Homology-based method for detecting regions of interest in colonic digital images
© Nakane et al.; licensee BioMed Central. 2015
Received: 24 September 2014
Accepted: 4 March 2015
Published: 24 April 2015
A region of interest (ROI) is a part of tissue that contains important information for diagnosis. To use many image analysis methods efficiently, a technique that would allow for ROI identification is required. For the colon, ROIs are characterized by areas of stronger color intensity of hematoxylin.

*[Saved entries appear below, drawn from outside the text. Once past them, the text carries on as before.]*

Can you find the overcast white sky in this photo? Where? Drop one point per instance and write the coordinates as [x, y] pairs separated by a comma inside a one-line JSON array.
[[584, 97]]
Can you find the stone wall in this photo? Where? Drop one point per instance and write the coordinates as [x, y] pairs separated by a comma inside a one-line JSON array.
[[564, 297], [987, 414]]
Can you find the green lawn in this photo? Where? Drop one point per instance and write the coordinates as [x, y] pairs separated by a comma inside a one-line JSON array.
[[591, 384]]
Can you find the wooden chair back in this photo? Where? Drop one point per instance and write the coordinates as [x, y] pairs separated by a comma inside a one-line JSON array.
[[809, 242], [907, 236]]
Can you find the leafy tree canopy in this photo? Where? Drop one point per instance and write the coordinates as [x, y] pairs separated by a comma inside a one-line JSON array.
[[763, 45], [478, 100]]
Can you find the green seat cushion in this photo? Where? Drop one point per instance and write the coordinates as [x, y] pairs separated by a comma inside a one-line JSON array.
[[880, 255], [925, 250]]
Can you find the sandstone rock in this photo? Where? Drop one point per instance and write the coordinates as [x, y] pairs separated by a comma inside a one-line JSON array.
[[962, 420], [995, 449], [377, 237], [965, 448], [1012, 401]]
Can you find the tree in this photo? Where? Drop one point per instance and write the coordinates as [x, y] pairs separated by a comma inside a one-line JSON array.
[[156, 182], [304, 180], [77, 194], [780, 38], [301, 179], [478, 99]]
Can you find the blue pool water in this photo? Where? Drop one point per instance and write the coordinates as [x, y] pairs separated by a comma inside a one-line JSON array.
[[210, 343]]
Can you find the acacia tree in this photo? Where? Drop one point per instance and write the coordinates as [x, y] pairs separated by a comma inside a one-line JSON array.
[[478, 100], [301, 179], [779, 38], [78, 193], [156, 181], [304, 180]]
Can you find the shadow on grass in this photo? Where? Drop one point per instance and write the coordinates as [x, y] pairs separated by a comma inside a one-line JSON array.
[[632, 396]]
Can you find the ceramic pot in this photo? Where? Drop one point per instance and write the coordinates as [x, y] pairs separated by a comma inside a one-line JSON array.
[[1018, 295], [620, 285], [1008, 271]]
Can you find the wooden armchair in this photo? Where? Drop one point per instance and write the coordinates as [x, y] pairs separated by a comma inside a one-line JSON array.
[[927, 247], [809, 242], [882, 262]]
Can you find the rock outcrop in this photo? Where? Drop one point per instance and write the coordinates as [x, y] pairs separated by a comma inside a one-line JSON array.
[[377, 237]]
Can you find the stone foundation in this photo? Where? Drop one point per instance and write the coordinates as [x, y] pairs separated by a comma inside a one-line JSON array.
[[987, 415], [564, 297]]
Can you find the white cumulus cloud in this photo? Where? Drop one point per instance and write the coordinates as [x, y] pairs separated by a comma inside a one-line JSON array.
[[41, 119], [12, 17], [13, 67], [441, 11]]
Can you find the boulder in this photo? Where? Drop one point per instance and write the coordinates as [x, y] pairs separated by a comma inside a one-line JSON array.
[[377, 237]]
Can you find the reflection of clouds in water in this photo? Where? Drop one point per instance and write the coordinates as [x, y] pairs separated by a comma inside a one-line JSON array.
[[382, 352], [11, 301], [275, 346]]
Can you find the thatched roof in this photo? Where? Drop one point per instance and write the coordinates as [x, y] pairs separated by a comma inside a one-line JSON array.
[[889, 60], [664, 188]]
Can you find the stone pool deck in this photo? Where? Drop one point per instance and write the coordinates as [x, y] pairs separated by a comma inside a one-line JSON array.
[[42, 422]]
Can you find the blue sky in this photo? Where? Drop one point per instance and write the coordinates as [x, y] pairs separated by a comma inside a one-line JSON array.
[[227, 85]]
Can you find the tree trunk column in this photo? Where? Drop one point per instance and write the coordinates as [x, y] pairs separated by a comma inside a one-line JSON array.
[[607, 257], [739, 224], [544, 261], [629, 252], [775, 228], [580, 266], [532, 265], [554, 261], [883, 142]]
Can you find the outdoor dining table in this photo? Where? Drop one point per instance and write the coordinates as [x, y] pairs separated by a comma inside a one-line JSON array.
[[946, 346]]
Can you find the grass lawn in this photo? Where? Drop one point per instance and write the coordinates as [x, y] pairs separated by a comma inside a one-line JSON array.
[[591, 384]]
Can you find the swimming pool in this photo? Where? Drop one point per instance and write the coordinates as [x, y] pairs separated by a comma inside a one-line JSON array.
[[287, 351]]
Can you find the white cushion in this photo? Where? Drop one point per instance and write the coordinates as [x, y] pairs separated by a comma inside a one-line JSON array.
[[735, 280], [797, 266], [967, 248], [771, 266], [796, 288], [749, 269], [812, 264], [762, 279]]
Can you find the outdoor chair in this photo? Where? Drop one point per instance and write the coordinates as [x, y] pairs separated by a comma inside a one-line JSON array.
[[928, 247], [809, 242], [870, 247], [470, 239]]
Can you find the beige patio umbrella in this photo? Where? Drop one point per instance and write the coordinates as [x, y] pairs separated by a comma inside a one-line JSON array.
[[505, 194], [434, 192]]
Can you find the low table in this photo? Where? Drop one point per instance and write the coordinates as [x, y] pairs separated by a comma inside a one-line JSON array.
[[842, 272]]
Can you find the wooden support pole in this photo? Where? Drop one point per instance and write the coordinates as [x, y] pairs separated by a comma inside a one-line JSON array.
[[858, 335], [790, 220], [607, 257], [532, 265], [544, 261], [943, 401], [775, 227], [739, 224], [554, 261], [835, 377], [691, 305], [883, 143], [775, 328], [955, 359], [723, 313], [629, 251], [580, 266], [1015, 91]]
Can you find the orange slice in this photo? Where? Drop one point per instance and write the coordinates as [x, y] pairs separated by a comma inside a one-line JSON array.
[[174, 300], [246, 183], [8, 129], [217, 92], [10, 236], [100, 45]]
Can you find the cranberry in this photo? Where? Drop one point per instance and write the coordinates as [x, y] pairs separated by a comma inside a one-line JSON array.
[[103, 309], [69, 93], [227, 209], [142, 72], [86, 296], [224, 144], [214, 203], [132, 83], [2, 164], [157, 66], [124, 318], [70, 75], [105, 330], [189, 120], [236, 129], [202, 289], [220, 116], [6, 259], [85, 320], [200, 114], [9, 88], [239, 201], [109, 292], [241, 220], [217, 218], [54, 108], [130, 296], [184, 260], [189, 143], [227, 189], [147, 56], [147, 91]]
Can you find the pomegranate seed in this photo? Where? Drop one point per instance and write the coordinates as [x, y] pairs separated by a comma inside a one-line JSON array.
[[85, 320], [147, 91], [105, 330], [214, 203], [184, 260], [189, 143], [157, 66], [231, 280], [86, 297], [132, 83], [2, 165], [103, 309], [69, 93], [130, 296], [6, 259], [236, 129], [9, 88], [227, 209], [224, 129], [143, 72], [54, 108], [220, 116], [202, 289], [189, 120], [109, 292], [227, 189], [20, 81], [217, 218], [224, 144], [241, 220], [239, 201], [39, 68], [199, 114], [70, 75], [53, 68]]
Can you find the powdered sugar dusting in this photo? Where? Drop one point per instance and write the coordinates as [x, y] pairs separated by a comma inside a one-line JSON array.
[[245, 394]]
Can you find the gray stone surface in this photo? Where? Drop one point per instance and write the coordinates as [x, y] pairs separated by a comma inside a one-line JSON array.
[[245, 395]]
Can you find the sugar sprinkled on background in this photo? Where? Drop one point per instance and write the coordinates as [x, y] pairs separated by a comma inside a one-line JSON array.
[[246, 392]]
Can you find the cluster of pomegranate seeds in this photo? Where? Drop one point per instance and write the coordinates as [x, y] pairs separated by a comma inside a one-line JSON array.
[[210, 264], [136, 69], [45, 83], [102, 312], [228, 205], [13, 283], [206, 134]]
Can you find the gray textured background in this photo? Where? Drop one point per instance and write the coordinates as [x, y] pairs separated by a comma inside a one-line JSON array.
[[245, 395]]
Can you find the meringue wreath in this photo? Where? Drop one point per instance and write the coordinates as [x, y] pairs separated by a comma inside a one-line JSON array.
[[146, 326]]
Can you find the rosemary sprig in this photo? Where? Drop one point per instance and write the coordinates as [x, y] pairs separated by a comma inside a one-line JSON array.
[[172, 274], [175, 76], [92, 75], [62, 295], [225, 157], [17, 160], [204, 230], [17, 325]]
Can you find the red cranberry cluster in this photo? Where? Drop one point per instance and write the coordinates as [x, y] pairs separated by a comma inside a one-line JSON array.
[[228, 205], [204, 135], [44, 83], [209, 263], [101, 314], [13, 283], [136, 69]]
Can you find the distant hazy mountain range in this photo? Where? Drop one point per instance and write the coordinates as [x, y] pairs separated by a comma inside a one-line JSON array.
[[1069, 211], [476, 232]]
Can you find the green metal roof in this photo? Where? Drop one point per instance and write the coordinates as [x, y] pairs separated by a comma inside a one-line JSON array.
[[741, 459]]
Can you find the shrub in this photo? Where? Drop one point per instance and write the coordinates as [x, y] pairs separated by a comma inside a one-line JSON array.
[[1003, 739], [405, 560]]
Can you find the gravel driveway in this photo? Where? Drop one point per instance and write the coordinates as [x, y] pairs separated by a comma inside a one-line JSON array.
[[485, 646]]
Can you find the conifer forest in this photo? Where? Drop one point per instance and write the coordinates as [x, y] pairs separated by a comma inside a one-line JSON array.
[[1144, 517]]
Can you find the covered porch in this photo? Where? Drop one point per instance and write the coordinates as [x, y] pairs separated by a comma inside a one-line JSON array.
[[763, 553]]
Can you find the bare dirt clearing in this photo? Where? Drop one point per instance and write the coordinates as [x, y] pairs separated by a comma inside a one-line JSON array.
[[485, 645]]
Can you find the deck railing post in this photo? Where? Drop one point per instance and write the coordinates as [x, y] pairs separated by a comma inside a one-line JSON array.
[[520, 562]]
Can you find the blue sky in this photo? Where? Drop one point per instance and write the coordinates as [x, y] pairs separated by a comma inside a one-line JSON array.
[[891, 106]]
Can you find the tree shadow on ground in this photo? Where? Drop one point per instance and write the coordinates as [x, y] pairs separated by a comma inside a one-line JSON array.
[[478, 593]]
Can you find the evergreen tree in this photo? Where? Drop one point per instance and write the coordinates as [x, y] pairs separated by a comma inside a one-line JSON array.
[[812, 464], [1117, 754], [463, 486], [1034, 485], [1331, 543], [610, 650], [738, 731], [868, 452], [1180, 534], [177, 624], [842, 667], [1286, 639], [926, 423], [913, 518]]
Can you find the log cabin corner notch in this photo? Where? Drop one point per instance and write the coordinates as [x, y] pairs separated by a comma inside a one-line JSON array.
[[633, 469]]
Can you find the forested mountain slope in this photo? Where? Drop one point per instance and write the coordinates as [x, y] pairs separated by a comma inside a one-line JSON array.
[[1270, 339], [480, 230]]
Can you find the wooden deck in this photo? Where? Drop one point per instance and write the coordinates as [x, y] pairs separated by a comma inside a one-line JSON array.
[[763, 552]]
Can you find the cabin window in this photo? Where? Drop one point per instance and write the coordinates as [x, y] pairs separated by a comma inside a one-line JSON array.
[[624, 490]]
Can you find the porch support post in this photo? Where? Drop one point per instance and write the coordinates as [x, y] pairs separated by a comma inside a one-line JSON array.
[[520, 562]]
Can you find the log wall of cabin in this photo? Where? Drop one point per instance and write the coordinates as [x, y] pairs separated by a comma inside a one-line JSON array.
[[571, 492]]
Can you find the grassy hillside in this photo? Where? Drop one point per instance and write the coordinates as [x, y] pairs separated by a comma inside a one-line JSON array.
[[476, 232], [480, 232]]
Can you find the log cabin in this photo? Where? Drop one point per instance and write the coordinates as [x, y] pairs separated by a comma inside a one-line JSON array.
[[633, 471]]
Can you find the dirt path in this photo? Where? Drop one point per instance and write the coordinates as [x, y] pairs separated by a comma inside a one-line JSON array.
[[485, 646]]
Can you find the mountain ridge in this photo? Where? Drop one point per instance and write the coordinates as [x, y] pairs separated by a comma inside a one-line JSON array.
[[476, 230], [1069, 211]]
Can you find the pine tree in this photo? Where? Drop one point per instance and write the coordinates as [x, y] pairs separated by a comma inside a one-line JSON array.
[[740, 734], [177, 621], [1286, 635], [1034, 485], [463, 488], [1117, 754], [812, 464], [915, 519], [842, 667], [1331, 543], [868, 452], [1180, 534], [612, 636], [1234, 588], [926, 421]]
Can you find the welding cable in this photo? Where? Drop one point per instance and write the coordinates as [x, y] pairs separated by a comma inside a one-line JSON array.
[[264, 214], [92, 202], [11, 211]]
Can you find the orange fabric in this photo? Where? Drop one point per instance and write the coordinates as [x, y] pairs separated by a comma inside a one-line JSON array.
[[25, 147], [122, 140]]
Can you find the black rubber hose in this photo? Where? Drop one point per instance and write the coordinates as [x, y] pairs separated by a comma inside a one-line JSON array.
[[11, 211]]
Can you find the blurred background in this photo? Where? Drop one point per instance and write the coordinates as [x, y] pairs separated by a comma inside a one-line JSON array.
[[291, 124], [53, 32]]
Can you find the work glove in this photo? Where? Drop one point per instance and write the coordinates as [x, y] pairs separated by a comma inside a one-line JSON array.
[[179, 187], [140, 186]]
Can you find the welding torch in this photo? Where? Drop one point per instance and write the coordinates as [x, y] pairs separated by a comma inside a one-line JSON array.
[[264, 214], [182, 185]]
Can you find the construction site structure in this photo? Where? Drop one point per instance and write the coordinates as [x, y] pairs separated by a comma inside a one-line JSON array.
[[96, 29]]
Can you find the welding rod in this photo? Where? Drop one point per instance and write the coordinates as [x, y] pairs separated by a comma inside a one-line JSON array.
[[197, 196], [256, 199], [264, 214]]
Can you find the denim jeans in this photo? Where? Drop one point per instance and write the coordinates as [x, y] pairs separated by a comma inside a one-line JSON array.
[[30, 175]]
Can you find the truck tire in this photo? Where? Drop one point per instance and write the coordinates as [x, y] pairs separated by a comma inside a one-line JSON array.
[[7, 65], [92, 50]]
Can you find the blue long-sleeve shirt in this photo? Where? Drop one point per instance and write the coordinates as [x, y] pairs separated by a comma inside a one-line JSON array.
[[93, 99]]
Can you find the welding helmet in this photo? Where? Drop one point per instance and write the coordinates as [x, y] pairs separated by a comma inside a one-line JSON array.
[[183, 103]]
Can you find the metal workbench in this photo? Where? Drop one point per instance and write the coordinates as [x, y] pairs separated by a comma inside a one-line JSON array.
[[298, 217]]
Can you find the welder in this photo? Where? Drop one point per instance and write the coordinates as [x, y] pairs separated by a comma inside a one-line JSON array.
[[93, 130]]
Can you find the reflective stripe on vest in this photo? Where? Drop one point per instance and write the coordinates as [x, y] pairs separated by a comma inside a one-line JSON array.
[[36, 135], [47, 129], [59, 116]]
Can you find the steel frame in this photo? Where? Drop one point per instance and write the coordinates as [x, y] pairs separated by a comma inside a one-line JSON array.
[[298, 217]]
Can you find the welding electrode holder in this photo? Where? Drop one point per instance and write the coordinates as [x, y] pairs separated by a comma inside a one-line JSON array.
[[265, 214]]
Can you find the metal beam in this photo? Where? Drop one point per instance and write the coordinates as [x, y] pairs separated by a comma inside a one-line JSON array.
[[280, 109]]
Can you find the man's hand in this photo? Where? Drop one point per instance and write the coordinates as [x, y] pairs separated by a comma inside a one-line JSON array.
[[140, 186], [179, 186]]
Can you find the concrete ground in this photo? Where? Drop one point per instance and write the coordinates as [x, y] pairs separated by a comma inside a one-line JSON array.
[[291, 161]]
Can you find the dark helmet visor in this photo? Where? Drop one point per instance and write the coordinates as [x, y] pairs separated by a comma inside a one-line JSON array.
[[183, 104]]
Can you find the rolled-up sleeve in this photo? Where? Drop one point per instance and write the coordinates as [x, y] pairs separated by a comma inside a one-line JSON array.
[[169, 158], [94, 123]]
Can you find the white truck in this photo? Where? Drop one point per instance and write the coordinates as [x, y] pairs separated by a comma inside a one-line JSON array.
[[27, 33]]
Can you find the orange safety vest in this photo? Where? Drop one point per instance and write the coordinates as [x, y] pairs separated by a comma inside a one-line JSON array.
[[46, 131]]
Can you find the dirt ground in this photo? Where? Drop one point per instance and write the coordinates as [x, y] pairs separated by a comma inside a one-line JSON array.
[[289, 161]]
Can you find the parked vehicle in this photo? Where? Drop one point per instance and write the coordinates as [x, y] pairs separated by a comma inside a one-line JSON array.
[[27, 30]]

Since malignant tumors grow in the innermost layer, most ROIs will be located in the colonic mucosa and will be an accumulation of tumor cells and/or integrated cells with distorted architecture.
Using homology theory, our group proposed a method to estimate the contact degree of elements in a unit area of tissue. Homology is a concept that is used in many branches of algebra and topology, and it can quantify the contact degree. Due to the lack of contact inhibition of cancer cells, an area with unusual contact degree is expected to be a potential ROI.
The current work verifies the accuracy of this method against the results of pathological diagnosis, based on 1825 colonic images provided by the Osaka Medical Center for Cancer and Cardiovascular Diseases. Although we have many false positives and there is a possibility of missing undifferentiated types of cancer, this system is very effective for detecting ROIs.
The mathematical system proposed by our group successfully detects ROIs and is a potentially useful tool for differentiating tumor areas in microscopic examination very quickly. Because we use only the information from low-power field images, there is room for further improvement. This system could be used to screen for not only colon cancer but other cancers as well. More sophisticated and more efficient automated pathological diagnosis systems can be developed by integrating various techniques available today.
The virtual slide(s) for this article can be found here: http://www.diagnosticpathology.diagnomx.eu/vs/7129390011429407.
KeywordsPathology Colon cancer Computer-assisted diagnosis The Betti numbers Histology
Building a reliable computer-assisted pathological diagnosis system will help reduce the burden on pathologists. Various methods have been proposed, but cancer tissue is difficult to recognize because of its complex morphology. Moreover, with the development of virtual slides, biopsy samples can be easily digitized. The amount of data to be processed has increased significantly, but current systems for processing enormous databases are expensive and obtaining numerical results is time-consuming.
A region of interest (ROI) is a part of tissue that contains important information for diagnosis. Detailed and efficient numerical results could be obtained if there was a way to combine established image analysis methods to identify ROIs from a whole-slide image quickly. In a typical case, tumor cells have hyperchromatic nuclei that include condensation of heterochromatin, which can be stained with hematoxylin . Furthermore, malignant tumors grow in the innermost layer; therefore, most ROIs will be located in the colonic mucosa and will be an accumulation of tumor cells and/or integrated cells with distorted architecture. Hence, we suppose that ROIs are characterized by areas of stronger color intensity of hematoxylin.
Concept of our algorithm
Lesions can be considered areas with “different contact degrees”. Since homology is a mathematical tool to quantify “the contact degree”, it is possible to apply this idea to detect a lesion area in a digital image.
Advantage of the proposed method, 1: Topological invariant
Because tissue composition is nonuniform, applying pattern recognition methods is extremely difficult. There is a concept in homology theory called the topological invariant, and it represents a quantity that is unchangeable by continuous transformation. The Betti numbers are topological invariants. By applying this concept, the numerical results in the proposed method remain uninfluenced by slight differences in shape.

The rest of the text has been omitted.